Furthermore, by combining multiple Bernoulli random variables, one can construct more complicated random variables.

Derivation of Mean and Variance of Bernoulli r.v

Mean:

\[E(X)=\sum_{x=0}^1 x\cdot f(x)=(0) f(0)+(1)f(1)=0+1\cdotp p=p\]

Variance:

\(Var(X)=E(X^2)-[E(X)]^2=p-p^2=p(1-p)\)

4.2 Binomial r.v

In a Binomial experiment , the Bernoulli trial is repeated \(n\) times with the following conditions:

a) The trials are independent

b) In each trial \(P(success)=p\) remains constant

Suppose \(X=number \ \ of \ \ successs \ \ in \ \ n\ \ trials\). Then \(X\) is called a Binomial r.v or follows Binomial distribution.

PMF: \[P(X=x)=f(x)=\binom {n}{x} p^x (1-p)^{n-x} ; x=0,1,2,...,n \tag{4.2}\]

CDF: \(P(X\le x)=F(x)=f(0)+f(1)+...+f(x)\)

Properties

a) \(\sum_{x=0}^n f(x)=\sum_{x=0}^n \binom {n}{x} p^x (1-p)^{n-x}\)

b) Mean: \(E(X)=np\)

c) Variance: \(Var(X)=np(1-p)\)

We write \(X\sim Bin (n,p)\)

Illustration

Consider an experiment of tossing a biased coin 3(number of trials, n) times.
Tosses are independent, each toss has only TWO Outcomes-Head (Success) and Tail (Failure)

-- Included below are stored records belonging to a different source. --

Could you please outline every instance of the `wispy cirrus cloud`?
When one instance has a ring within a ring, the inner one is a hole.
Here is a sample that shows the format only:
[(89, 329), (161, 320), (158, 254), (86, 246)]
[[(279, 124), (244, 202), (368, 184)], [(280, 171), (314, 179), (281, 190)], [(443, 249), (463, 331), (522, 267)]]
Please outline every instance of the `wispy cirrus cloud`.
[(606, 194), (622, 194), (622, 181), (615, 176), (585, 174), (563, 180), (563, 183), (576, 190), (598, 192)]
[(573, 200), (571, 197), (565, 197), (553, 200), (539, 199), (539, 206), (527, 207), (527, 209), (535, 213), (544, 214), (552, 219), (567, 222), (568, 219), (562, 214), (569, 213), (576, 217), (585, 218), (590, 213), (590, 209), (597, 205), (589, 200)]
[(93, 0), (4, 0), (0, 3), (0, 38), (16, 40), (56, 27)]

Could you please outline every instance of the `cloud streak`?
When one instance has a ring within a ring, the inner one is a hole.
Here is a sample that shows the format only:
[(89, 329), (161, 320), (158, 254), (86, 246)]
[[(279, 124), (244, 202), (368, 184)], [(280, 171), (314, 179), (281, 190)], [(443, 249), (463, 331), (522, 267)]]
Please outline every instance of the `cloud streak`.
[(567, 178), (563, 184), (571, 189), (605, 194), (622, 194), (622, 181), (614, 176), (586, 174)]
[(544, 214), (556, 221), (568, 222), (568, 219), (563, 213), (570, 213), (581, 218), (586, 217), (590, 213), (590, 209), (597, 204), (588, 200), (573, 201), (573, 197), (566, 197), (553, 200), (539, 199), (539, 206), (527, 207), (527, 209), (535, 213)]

This type of trial is called the Bernoulli Trial

Suppose, \(P(H)=p\) and remain constant in each toss, consequently, \(P(T)=1-p=q\) (let).

Suppose, \(X=\# \ \ of\ \ head\ \ (successes)\ \ in\ \ 3\ \ tosses\)

Now, what is the probability that, we will have exactly 2 heads (success) in 3 tosses?

That is, \(P(X=2)=?\)

Now, this can happen in the following ways:

\[P(X=2)=P(HHT)+P(HTH)+P(THH)\] \[=P(H)P(H)P(T)+P(H)P(T)P(H)+P(T)P(H)P(H)\] [Since tosses are independent]

\[=p.p.q+p.q.p+q.p.p\] \[=p^2 q+p^2 q+p^2 q=3p^2 q\] \[\therefore P(X=2)=\binom{3}{2}p^2q^{3-2}\] If, \(p=0.6\) is given, then we can easily compute \(P(X=2)=f(2)\). Now, if we repeat the toss 10 times \((n=10)\), with \(P(H)=p\), what is the value of \(P(X=3)=f(3)\)?

Note

\(n\) and \(p\) are said to be the parameters of the Binomial distribution.
\(f(x)=F(x)-F(x-1)\) i.e \(f(3)=F(3)-F(2)\)
If \(Y=number \ \ of \ \ failures\ \ in \ \ n\ \ trials\) then \(Y\sim Bin(n,1-p)\)

Relation between Bernoulli r.v and Binomial r.v

A Binomial Random Variable Is a Sum of Bernoulli Random Variables

Let, \(Y_i\) is a Bernoulli r.v appeared in \(i^{th}\) Bernoulli trial. If we conduct \(n\) independent Bernoulli trials then we have \(n\) independent Bernoulli r.vs such as \(Y_1, Y_2, ..., Y_n\). Each \(Y_i\) has values of either \(1\) or \(0\).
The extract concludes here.